Acrílico y lápiz sobre papel. Duarte pondera la elección del medio en virtud de sus condiciones materiales de producción, y en coherencia con la genealogía a la que se vincula. Esto último puede constatarse en su elección por una paleta de colores primarios, en el blanco y negro como contraste de valor absoluto, así como también en sus trazos que rompen con el vacío del papel, en el linde entre la pintura y el dibujo, y entre el dibujo y la caligrafía (1).


Llegados a este punto, cabe destacar que es la trayectoria de Duarte la que, en buena medida, dicta el gesto. Preceptos de la razón o de la conciencia – que podemos llamar enciclopedia personal, a la manera de Umberto Eco – son los que modulan estos Works on Paper. La calle, el espacio público por antonomasia, ha sido el principal terreno de la colecta. De ello da cuenta también su obra fotográfica Desplazamiento, resultado de un recorrido de dos años a pie por las calles de Santiago de Chile (2004). La superposición de elementos que el ojo configura en imágenes nutre una enciclopedia personal en constante expansión. La caminata, como un ejercicio de carácter performático, opera como signo de una búsqueda que no se restringe al plano intelectual, y toma forma en la realidad por medio del acto mismo de caminar, de transitar o de deambular. Y en este mismo acto está el cuerpo. El cuerpo del artista que torna posible el acto, convirtiéndose así en parte constitutiva de la obra.

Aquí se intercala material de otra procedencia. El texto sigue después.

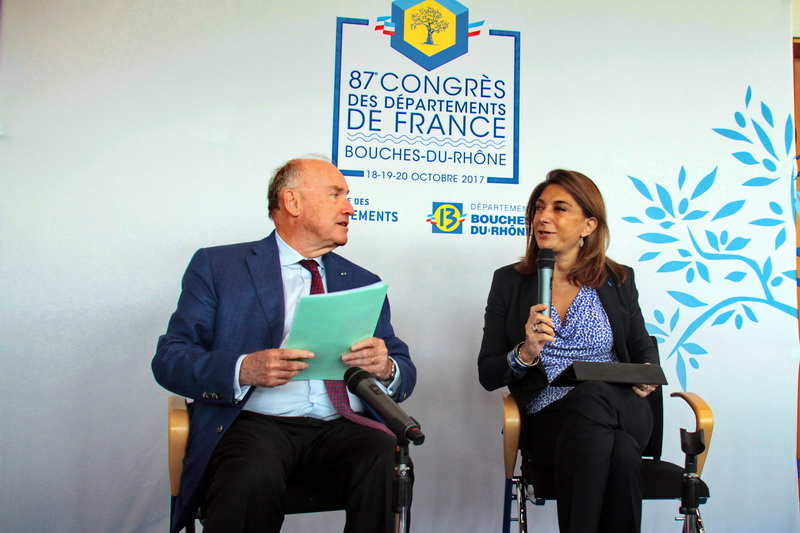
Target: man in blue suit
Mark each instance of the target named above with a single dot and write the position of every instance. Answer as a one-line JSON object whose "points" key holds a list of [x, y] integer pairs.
{"points": [[251, 427]]}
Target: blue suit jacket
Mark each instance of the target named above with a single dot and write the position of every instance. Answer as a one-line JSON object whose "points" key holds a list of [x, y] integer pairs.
{"points": [[231, 304]]}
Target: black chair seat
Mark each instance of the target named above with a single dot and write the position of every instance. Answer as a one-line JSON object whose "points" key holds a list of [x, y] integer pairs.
{"points": [[306, 498]]}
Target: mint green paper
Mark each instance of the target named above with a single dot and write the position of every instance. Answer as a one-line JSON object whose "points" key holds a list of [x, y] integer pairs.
{"points": [[329, 324]]}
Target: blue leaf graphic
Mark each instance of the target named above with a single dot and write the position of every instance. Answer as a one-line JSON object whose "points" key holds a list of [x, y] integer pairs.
{"points": [[767, 114], [729, 209], [673, 266], [767, 222], [759, 182], [641, 187], [652, 329], [666, 199], [674, 320], [680, 369], [768, 267], [695, 215], [750, 314], [686, 299], [764, 138], [702, 269], [732, 134], [721, 319], [780, 239], [705, 184], [737, 244], [745, 157], [657, 238], [712, 240], [693, 348], [736, 276]]}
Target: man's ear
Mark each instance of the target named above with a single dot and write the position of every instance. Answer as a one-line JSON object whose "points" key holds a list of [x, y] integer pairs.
{"points": [[292, 201]]}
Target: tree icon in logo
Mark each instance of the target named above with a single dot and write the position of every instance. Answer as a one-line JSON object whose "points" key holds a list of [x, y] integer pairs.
{"points": [[431, 19]]}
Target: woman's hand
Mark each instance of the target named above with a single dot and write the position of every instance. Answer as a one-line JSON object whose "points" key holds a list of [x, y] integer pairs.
{"points": [[538, 331]]}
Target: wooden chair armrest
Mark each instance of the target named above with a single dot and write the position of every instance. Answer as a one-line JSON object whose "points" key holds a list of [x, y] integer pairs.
{"points": [[511, 430], [177, 435], [704, 418]]}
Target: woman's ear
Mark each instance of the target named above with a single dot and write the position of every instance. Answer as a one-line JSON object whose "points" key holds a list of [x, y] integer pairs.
{"points": [[589, 227]]}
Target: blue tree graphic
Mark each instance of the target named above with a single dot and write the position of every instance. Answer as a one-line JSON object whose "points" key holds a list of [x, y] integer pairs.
{"points": [[691, 239]]}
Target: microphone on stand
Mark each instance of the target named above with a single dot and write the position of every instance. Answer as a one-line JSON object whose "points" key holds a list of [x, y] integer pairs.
{"points": [[545, 262], [363, 385]]}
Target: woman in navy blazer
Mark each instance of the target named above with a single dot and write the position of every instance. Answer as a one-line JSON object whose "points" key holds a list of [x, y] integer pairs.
{"points": [[592, 435]]}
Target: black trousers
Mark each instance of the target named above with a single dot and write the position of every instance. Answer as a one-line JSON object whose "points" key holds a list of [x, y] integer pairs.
{"points": [[251, 464], [593, 440]]}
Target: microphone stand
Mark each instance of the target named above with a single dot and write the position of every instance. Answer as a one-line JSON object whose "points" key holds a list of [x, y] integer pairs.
{"points": [[692, 444], [401, 486]]}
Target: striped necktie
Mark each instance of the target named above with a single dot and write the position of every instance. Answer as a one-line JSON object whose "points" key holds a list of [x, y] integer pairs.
{"points": [[336, 389]]}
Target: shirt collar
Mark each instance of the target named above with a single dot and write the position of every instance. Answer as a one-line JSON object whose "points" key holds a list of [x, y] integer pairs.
{"points": [[290, 256]]}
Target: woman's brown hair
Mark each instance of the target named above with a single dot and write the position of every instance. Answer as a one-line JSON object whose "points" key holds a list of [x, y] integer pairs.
{"points": [[592, 264]]}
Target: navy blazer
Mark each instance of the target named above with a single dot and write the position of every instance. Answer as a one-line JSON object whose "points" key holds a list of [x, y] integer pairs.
{"points": [[231, 304], [507, 309]]}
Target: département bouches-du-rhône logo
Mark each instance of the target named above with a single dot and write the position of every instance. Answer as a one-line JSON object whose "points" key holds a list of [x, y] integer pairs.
{"points": [[446, 217]]}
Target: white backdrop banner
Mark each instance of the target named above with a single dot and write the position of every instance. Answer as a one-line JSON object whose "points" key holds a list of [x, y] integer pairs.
{"points": [[133, 133]]}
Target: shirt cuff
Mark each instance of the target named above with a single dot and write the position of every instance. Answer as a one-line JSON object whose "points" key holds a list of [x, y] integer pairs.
{"points": [[392, 387], [239, 392]]}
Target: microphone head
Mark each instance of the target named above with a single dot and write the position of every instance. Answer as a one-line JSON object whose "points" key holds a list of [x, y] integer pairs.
{"points": [[353, 376], [545, 258]]}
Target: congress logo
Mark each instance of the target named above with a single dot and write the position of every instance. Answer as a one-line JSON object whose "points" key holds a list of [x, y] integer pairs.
{"points": [[430, 33], [446, 217]]}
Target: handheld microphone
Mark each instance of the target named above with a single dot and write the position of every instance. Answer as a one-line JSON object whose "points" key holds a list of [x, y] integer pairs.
{"points": [[363, 385], [545, 262]]}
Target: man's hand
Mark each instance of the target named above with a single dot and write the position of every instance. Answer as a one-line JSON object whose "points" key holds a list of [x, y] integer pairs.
{"points": [[270, 368], [371, 355]]}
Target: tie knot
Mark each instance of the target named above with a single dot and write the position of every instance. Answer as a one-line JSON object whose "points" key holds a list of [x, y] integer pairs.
{"points": [[317, 286]]}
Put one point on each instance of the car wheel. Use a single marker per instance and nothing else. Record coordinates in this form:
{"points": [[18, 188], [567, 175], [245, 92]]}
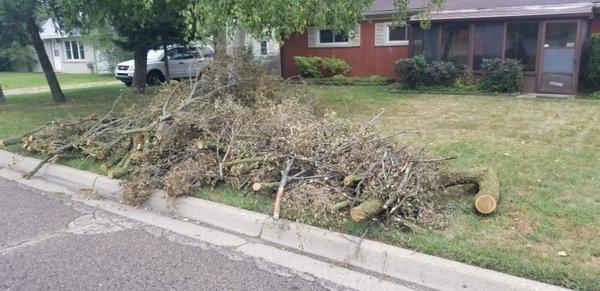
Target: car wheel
{"points": [[155, 78]]}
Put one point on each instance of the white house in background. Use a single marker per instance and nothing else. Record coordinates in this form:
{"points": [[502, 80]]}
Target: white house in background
{"points": [[69, 52], [265, 51]]}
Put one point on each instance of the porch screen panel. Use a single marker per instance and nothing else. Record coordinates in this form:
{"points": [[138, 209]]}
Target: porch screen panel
{"points": [[455, 43], [425, 41], [522, 43], [488, 42], [559, 49]]}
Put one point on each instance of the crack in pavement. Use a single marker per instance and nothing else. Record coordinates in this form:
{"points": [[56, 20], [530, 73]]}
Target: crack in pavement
{"points": [[30, 242], [93, 221]]}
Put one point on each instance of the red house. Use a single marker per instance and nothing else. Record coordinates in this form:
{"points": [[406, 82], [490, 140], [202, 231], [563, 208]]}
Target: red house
{"points": [[548, 36]]}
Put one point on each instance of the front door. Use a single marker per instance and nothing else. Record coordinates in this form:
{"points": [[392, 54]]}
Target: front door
{"points": [[560, 57]]}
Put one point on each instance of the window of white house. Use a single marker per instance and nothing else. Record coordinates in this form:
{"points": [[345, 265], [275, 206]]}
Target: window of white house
{"points": [[397, 34], [74, 50], [330, 36], [264, 47]]}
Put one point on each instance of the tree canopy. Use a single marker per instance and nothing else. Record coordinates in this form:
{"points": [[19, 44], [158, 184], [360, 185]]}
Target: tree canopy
{"points": [[141, 25], [280, 18], [19, 24]]}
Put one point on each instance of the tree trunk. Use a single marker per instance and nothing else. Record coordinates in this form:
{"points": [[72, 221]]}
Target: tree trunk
{"points": [[220, 46], [140, 59], [166, 61], [38, 44]]}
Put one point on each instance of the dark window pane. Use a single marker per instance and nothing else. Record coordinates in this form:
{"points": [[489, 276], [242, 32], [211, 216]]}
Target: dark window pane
{"points": [[68, 49], [264, 50], [397, 33], [426, 41], [488, 42], [82, 51], [522, 43], [455, 43], [75, 50], [326, 36], [340, 37], [329, 36], [561, 34]]}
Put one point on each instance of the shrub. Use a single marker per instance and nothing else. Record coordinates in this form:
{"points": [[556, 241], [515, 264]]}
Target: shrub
{"points": [[443, 73], [501, 76], [416, 72], [308, 66], [318, 67], [333, 66], [412, 71], [592, 70], [466, 82], [339, 78]]}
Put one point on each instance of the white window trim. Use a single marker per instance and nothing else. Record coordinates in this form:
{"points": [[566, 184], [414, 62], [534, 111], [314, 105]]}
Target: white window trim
{"points": [[72, 60], [335, 43], [353, 41], [389, 42], [267, 47]]}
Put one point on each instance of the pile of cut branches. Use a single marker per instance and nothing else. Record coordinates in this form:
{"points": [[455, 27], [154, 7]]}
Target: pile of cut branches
{"points": [[252, 133]]}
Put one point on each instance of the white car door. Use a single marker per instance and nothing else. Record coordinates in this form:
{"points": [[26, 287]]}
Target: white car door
{"points": [[177, 64]]}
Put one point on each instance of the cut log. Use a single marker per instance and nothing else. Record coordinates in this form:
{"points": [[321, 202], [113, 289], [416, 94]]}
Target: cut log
{"points": [[488, 195], [265, 186], [281, 188], [247, 161], [341, 206], [394, 197], [352, 180], [367, 210], [13, 140]]}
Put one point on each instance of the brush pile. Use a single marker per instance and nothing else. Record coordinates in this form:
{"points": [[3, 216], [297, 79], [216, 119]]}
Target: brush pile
{"points": [[251, 133]]}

No es, en tanto, debido al azar que en Works on Paper existe una referencia directa al cuerpo y a su motricidad, que remite indefectiblemente al cuerpo del artista y a esa enciclopedia personal que se activa en el gesto, y que, como resultado de una relación operativa, se actualiza. Es precisamente en esas estrategias y decisiones creativas que permanecen constantes – incluso cuando los medios se transforman, como ocurre en el tránsito de la fotografía a la práctica pictórica – que la obra de Duarte revela su verdadera consistencia y sentido.


En Works on Paper la virtualidad, ese modo de existencia descorporeizada que estructura el mundo contemporáneo, encuentra su resistencia en la materialidad del papel, en el cuerpo del artista como parte indispensable del ejercicio pictórico, y en su elección por la gestualidad adscrita a una genealogía situada en el tiempo que la historia del arte registra. En otras palabras, se trata de una serie cuidadosamente escogida, en la que décadas de experimentación encuentran su resonancia en la actualidad: una obra en desarrollo en la que gesto, materialidad y cuerpo continúan operando como productores de sentido.


(1) Sobre las condiciones materiales, remito a Karl Marx. Para una lectura formal de la pintura gestual, véase Clement Greenberg, “Modernist Painting” (1960).